Os profissionais brasileiros do futebol são limitados, infelizmente. Era preciso pensar diferente e não houve saída melhor. O engenheiro gringo chegou mostrando domínio e capacidade acima da média. Com experiência internacional e formado no exterior, ele iniciou os trabalhos. Impressionou a todos.
A máquina subiu de rendimento em poucos dias, mas o trabalho está em andamento. O equipamento está sendo ajustado com maior critério. Novos procedimentos estão sendo adotados. Treinamentos teóricos e práticos são ministrados para a equipe operacional assimilar. É imprudente acelerar para produzir ao máximo agora. Oscilações são esperadas quando uma nova metodologia é implantada.
Os clientes (torcedores) precisam ter paciência para que o produto (futebol) seja produzido com maior eficiência e qualidade. O torcedor brasileiro se habituou às soluções simplistas dos nossos técnicos. Exemplos de trocar seis por meia dúzia e o vamo vamo (sic), não cabem mais. Futebol hoje é método apoiado na ciência, em dados estatísticos.
Durante a semana, o engenheiro planejou uma situação de produção de acordo com o cenário projetado. Mandou aplicar coerentemente, entretanto a equipe não praticou conforme foi treinado. Souza confessou: “Ele fez o que nós treinamos, foi incompetência nossa”. Os próprios jogadores são retranqueiros e recuam sem necessidade, comodamente.
A torcida não pode cair na cornetagem da mídia, madrinha de técnicos 1x7 obsoletos. Mediante o excessivo volume de críticas ao trabalho de Juan Carlos Osório, há um dilema no ar. A imprensa age de forma suja por convicção ou a gosto de torcedores? No domingo e depois, os comentários de são paulinos foram assombrosos.

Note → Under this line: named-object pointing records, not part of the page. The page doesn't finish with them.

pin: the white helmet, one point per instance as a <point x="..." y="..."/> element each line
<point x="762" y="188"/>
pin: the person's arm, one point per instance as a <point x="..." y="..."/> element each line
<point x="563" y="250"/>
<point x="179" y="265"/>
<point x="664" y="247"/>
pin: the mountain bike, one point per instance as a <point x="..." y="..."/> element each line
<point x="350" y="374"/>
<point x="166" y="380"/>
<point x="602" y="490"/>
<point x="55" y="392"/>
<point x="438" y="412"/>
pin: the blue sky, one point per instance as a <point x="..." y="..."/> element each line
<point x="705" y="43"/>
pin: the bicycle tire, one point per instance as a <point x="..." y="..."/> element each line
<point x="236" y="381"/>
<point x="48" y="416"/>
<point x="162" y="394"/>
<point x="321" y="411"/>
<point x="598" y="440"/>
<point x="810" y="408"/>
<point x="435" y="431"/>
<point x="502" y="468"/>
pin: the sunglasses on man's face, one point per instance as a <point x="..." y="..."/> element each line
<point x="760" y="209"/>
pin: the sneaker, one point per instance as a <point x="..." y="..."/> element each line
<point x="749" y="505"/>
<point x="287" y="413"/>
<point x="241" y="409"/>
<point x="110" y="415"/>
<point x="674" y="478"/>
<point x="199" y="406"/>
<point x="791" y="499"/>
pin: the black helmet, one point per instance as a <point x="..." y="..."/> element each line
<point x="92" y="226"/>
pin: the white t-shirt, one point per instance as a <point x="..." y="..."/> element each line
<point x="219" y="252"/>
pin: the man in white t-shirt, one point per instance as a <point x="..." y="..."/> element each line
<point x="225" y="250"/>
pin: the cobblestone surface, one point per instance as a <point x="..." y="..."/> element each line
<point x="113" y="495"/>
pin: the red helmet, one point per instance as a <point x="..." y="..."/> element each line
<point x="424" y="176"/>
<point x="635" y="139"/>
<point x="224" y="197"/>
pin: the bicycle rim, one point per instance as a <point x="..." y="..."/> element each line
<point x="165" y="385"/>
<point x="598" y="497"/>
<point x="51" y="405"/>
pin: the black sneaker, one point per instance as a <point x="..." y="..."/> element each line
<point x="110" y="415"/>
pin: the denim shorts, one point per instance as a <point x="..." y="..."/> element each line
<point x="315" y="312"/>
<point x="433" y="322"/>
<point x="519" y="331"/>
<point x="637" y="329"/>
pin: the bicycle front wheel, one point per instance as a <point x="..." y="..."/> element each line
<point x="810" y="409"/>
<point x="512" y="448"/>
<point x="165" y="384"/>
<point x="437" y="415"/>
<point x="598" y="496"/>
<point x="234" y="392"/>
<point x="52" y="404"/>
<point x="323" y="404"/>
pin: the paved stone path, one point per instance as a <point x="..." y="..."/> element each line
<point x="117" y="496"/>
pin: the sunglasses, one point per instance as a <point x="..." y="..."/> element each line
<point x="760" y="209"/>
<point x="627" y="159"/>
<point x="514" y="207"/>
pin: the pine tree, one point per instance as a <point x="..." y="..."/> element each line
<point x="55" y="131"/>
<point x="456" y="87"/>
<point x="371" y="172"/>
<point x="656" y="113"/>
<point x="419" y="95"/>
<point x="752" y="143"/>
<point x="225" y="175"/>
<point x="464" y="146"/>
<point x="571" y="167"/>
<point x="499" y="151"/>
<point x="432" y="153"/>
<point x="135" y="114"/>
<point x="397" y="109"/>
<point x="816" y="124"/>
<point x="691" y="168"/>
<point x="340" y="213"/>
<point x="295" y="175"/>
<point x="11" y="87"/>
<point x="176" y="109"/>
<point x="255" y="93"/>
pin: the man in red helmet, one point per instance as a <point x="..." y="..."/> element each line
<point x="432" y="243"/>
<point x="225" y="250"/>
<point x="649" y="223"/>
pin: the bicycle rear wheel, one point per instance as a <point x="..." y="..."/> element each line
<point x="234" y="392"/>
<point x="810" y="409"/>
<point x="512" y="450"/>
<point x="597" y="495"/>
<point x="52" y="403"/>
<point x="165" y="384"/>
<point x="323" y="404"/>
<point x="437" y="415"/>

Criticar a imprensa é fácil, mas a resistência e impaciência com trabalhos diferenciados vêm da torcida. A imprensa detona geral para tudo seguir exatamente como está, no entanto a mídia planta e a torcida compra. Neste caso, o maior culpado é o comprador. O torcedor cai ingenuamente na pilha dos analistas de resultado.
Em tempo: Achar que três zagueiros é ser retranqueiro... 7x1 foi pouco demais. É preciso revolucionar a mídia e importar jornalistas de fora também para abrir a mente dos torcedores. A Alemanha até usou quatro zagueiros na Copa-2014 e a Holanda três, os dois melhores ataques.